Newest Lexington consignor Spring Station quickly establishing itself
by Dave Briggs
Spring Station breeding farm has arrived on the scene like one of the freight trains that frequently runs past the front of its property in Midway, KY, close to Lexington.
This year, the farm owned by Eric Good and managed by Josh Green, will auction off its first yearlings at the Lexington Selected Yearlings Sale. It already has 12 to sell.
“We very much hit the ground running,” Green said. “We felt like it was the ideal time to get started in Kentucky. A great time to have the dual-breeding [program].”
Green said he and his girlfriend, Sasha Moczulski, moved to Spring Station in April of 2022.
Just 18 months later, Green reports Spring Station has, “38 foals on the ground that were foaled out this year. We have about 65 mares in foal.”
The Spring Station team also includes significant help from Dr. Bridgette Jablonsky, Dr. Megan Moschgat and Tim Hayes, all formerly at Hanover Shoe Farms.
Green, a former trainer, used to condition horses for Good, currently the co-owner of top older pacing gelding Bythemissal.
“Good was always interested in having a breeding farm in Kentucky,” Green said. “Two years ago, when [Moczulski and I] were at the Fasig-Tipton sale, we were buying yearlings that we would be training. We looked at some different farms and then [Good] asked us if we would be interested in pivoting from training and going into… helping manage the farm.
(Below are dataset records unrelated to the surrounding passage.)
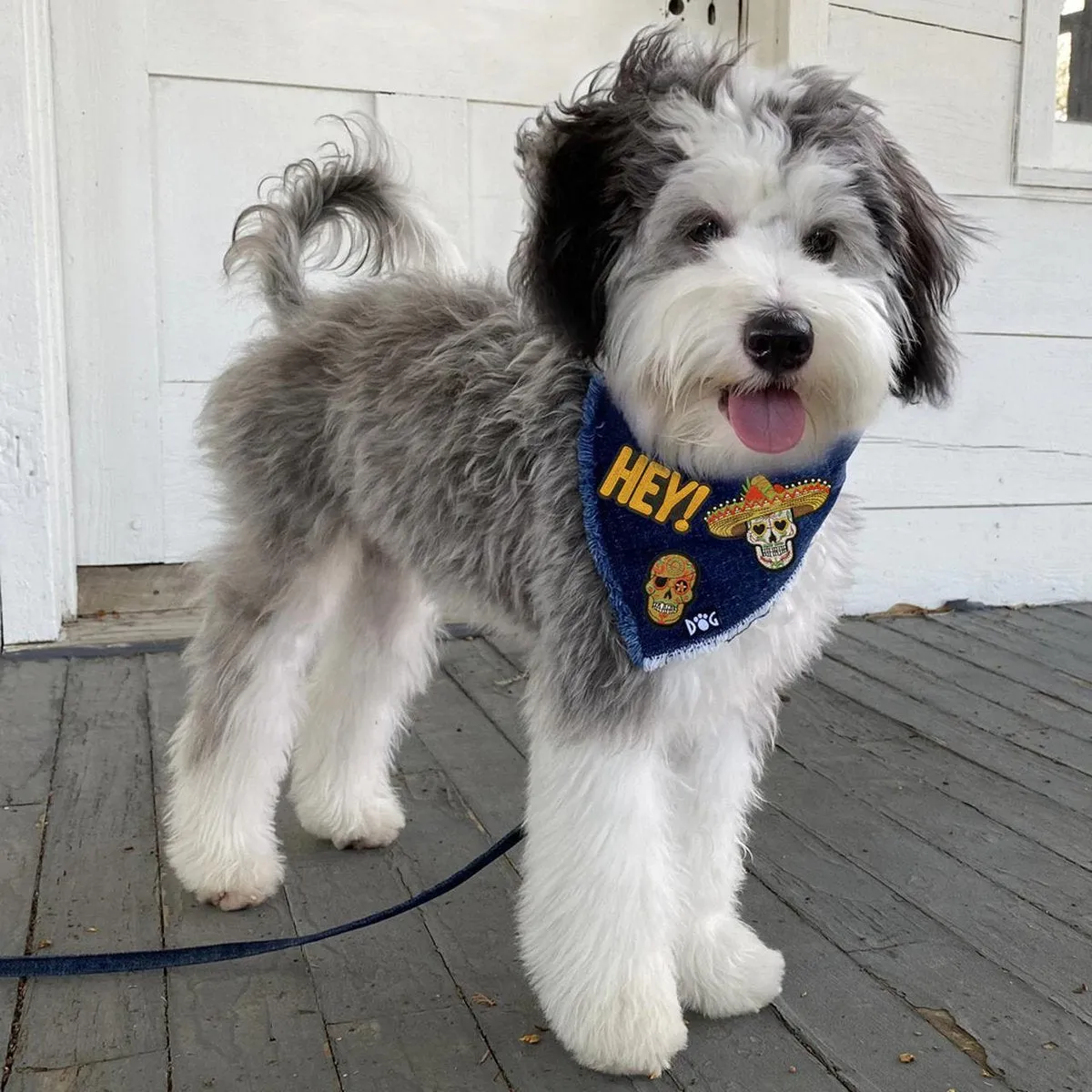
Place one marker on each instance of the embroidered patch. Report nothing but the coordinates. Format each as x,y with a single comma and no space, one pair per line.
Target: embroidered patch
765,516
672,581
677,555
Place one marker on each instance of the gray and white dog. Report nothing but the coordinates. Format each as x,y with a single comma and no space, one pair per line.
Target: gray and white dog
408,447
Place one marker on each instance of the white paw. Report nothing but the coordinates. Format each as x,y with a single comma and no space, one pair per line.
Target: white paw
724,970
632,1030
228,883
365,824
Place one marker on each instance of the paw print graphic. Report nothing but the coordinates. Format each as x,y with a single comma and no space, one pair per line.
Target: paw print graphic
703,622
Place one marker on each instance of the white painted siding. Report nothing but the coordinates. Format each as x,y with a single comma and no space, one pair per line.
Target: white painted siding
989,498
37,574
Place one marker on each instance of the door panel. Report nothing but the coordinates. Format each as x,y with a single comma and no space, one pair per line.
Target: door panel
169,115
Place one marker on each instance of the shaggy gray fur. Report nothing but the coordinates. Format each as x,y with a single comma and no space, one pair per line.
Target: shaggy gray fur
434,420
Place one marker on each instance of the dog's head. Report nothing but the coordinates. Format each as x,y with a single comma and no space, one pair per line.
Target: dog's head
752,259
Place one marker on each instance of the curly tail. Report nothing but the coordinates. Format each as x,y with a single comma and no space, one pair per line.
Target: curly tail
349,197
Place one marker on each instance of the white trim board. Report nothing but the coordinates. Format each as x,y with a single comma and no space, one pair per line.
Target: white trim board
37,566
1046,153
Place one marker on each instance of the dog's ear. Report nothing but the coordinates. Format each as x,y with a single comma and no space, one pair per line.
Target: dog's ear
592,168
577,218
931,245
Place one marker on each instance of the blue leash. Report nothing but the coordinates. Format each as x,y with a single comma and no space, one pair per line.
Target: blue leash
37,966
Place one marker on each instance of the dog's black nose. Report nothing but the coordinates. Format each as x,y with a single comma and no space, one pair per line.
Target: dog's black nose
779,341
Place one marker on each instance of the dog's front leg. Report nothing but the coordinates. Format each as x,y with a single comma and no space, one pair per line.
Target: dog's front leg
599,911
723,967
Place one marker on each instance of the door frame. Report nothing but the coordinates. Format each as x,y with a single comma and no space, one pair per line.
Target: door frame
37,514
37,546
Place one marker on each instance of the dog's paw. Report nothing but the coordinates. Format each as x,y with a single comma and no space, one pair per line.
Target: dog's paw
366,824
724,970
636,1030
243,899
235,885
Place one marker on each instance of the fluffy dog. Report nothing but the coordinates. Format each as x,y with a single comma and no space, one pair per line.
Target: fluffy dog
751,265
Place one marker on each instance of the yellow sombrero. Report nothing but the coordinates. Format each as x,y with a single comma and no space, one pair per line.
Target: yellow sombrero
762,497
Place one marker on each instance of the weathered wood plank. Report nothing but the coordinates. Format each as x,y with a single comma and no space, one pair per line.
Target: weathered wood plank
382,987
984,626
855,1026
1049,634
1011,861
1046,778
430,1051
1043,820
939,693
1065,617
21,829
476,936
31,698
473,929
98,889
485,767
254,1025
920,959
496,683
1010,932
976,649
751,1055
965,675
145,1073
“We’ve always loved Kentucky. I’m originally from Ohio, so we just thought about it and thought, ‘When would we have an opportunity like this?’ So we just decided to go for it.”
Green said other farms are rooting for Spring Station to succeed.
“It’s amazing how the other farms have been so helpful,” he said. “So many people have just been great.”
Count Diamond Creek among those pulling for Spring Station to do well.
“I’m amazed at what they are doing and what they are investing in,” said Shaun Laungani, Diamond Creek’s vice-president and director of bloodstock services. “People are willing to uproot their lives and move to Kentucky, which is just amazing.”
Green said the original farm was named Spring Station, “for the underground springs that run underneath that whole entire area” home to a number of prominent thoroughbred farms.
As for the active railroad tracks that run through the front of Spring Station, Green said it’s made the farms horses bombproof.
“We will have mares that have babies and when we put them out, the very first day the foals do not shy at the train,” Green said. “It just has to be that they heard the train so many times when they were in the mare’s belly. There’s nothing really that makes sense. They pay no attention to it whatsoever.”
Borrowing a tradition from the likes of Hanover Shoe Farms, Spring Station names its yearlings with the word “Station” at the end.
“Opening day, we have a really nice Captaintreacherous filly [Charlotte Station, Hip# 66] that we’re really excited about. Just a gorgeous Captain filly,” Green said.
“We’re very excited to have two yearlings that they slotted the first day. We’ve got the Sweet Lou [Pleasure Station, Hip# 41]. He’s the same family as Bythemissal – the dam of Bythemissal is a full-sister to this colt’s dam. That makes it kind of neat with Eric owning Bythemissal.”
Finally, Green touted Spring Station’s own Barbie. Moczulski named a Walner filly out of Midpoint, Barbie Station (Hip #188).
“That was before the Barbie movie came out or we even knew anything about it. It’s kind of neat how it’s come along. It’s a Walner filly from a strong filly family – it’s Ariana G’s family. She sells the second day.
“Sasha has loved, loved, loved her from early on. She had so much personality. She’s been very, very athletic and moves very well in the field. So, we’re excited about her. Her video, it’s just pink.
“Sasha did that and she does the marketing for the farm. She went with that angle and promoted it. It’s just all come together.”
Overall, Green said, the Spring Station teams is, “just excited about what we have. We’ve got a good little first crop. I think 10 of the 12 are first foals, younger families. A couple of the mares that we had bought were already in foal, so they’ve been raised in Kentucky. They’ve all been there as of when they were young foals. Two of them are also dual-eligible, from before we bought the farm and had the mares somewhere else.
“We’re going for the big one,” Green said. “Where it will really change for us is 2025. That’s where it will really, really pick up as far as numbers and also Eric has bought a lot of quality mares that we’ll be excited about. What we’ve got in the pipeline, we’re very excited about.”